A reader writes:
I work in a large hospital and I am an administrative assistant. I support 3 physicians. My boss, the operations manager, has almost no interaction with the support staff until there is a problem and at our monthly meetings. I sit outside of his door and the only thing he says is “good morning” every day. That’s it. So that’s about 15 words a week. He only speaks or sends us a message when we do something wrong. No matter how minimal. He is extremely severe and follows the company rules to a fault, even when there is an opportunity to use his discretion.
Do you think I am being unrealistic to expect a bit more communication or positive interaction from him? I am positive he is unaware of the negative perception we all have of him. Every time he comes to my desk or I see an e-mail from him, I want to throw my monitor at him.
He’s certainly not the greatest boss in the world, but the intensity of your reaction isn’t warranted either.
The biggest problem I see here is the lack of feedback, which I’ll get to in a minute. But the other stuff really isn’t a big deal, unless you make it one in your head.
Ideally, yes, he’d be a bit warmer in general — but perhaps he’s shy or introverted, or perhaps he simply prefers to focus intensely on work while he’s at work, to the exclusion of everything else, including social niceties. There’s no point in being irritated that he only says “good morning.” It’s just who he is, apparently, and it’s something that will only impact you if you let it.
As for strictly enforcing the rules — well, that’s not uncommon. Yes, the best managers tend to use flexibility and judgment, but enforcing clearly stated rules really isn’t that tyrannical, especially when you know he’s that way and can plan accordingly.
But let’s tackle the real problem: the lack of feedback unless something went wrong. This is a very, very spartan approach to management and it’s not one that tends to be effective with most people, particularly in the long-term. When a manager doesn’t acknowledge what’s going well, hearing about what’s going wrong will sting far more. And over time, employees treated this way will generally lose their enthusiasm for their work — they’ll feel unappreciated, disengaged, and unconnected with any broader purpose.
So yes, he should be giving you positive feedback along the way, not just pointing out problems. But since this clearly isn’t his natural orientation, why not just ask him for more feedback? Ask to meet with him to talk about how things are going, and explicitly ask him what he thinks is going well, as well as what could be going better. In the course of that conversation, you can also mention that you feel you don’t get a lot of feedback unless there’s been a mistake, and that you’d welcome hearing from him more regularly.

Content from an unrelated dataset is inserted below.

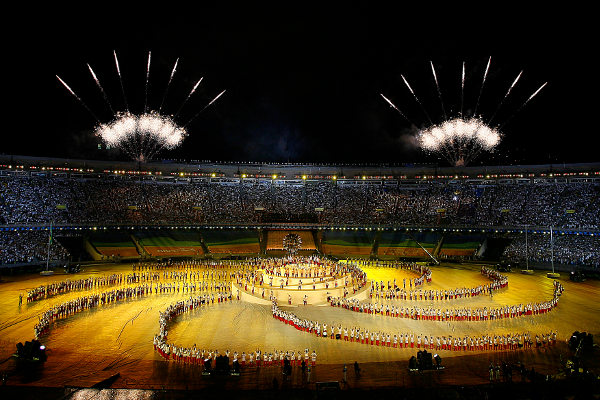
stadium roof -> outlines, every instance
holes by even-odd
[[[600,162],[578,164],[439,167],[419,164],[299,164],[176,162],[146,164],[126,161],[0,155],[0,169],[56,170],[81,173],[122,173],[175,176],[242,177],[268,179],[398,179],[398,178],[518,178],[539,176],[600,177]],[[521,176],[522,175],[522,176]]]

This might actually be new information to him, believe it or not. A lot of people who end up in management positions just aren’t that thoughtful about what it means to be a good manager, and sometimes you need to specifically lay out what you’d like. I’m not promising you that it’ll work, but it might — and it shouldn’t hurt, as long as you’re calm and cheerful and don’t come across as high-maintenance.
One last note: Your current mindset on all this isn’t helping you or the situation. At a minimum, it’s hurting your quality of life, and I’d be surprised if it isn’t also impacting your interactions with him. Try reframing all of this in your mind — he’s shy, or he’s busy, and he doesn’t intend to come across harshly — and try to drop your anger at him. If you find that you can’t do that, it’s worth considering going somewhere else — but I think you can reframe this if you try.